Is India unique in politically managaing ethnic conflicts? This
book claims to evaluate, critically, conventional wisdom which
argues that it is. But, says C.P. BHAMBHRI, it reveals the real
face of western academic colonialism.
PUNJAB was burning in the 1980s and upto the mid-1990s because a
section of the Sikh community had launched an armed attack
against the State. The Punjab problem became complicated because
Pakistan was directly involved in supporting a mini civil war in
the border state. While the Sikh community was sharply divided on
the path of violence followed by Bhindranwale, the Army action,
known as "Operation Blue Star", on the holiest of the Sikh
shrines, the Golden Temple, completely shocked the community. It
developed a strong feeling of alienation because of this.
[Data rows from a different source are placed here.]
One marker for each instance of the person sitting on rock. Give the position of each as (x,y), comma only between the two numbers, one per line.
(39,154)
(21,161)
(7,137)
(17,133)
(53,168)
Many scholars, both Indian and foreigners, have analysed the
genesis of the Punjab problem and the response of the State under
the leadership of Indira Gandhi.
Gurharpal Singh, the author of the book under review, is a
scholar settled in England. This fact is essential to note
because the dominant western scholarship has started questioning
the viability of a sovereign nation-state in the age of
globalisation. It has been claimed by these scholars that the age
of nation-state has ended with the phase of emergence of new
ethnic states emerging.
The empirical base of "ethno-nationalism" is provided by the
disintegration of the Soviet Russia, Yugoslavia and
Czechoslovakia and India is also a candidate, like Sri Lanka or
Pakistan, where ethno-nationalist movements are demanding and
will demand separate ethnicity based states like a Sikh state of
Punjab or a Sindh state of Sindhi in Pakistan or a Tamilian state
in Sri Lanka because the end of the 20th Century and the
beginning of the 21st Century is the century of ethno-
nationalism. A. D. Smith published in 1981 an important book, The
Ethnic Revival and Ernest Gellner, Eric Hobbsbawn have all come
to this conclusion in their definitive and monumental studies on
nationalism. Moynihan in his book Pandaemonium, published in
1993, has suggested that in the decades to come, the world will
have more than 175 ethnic-national states.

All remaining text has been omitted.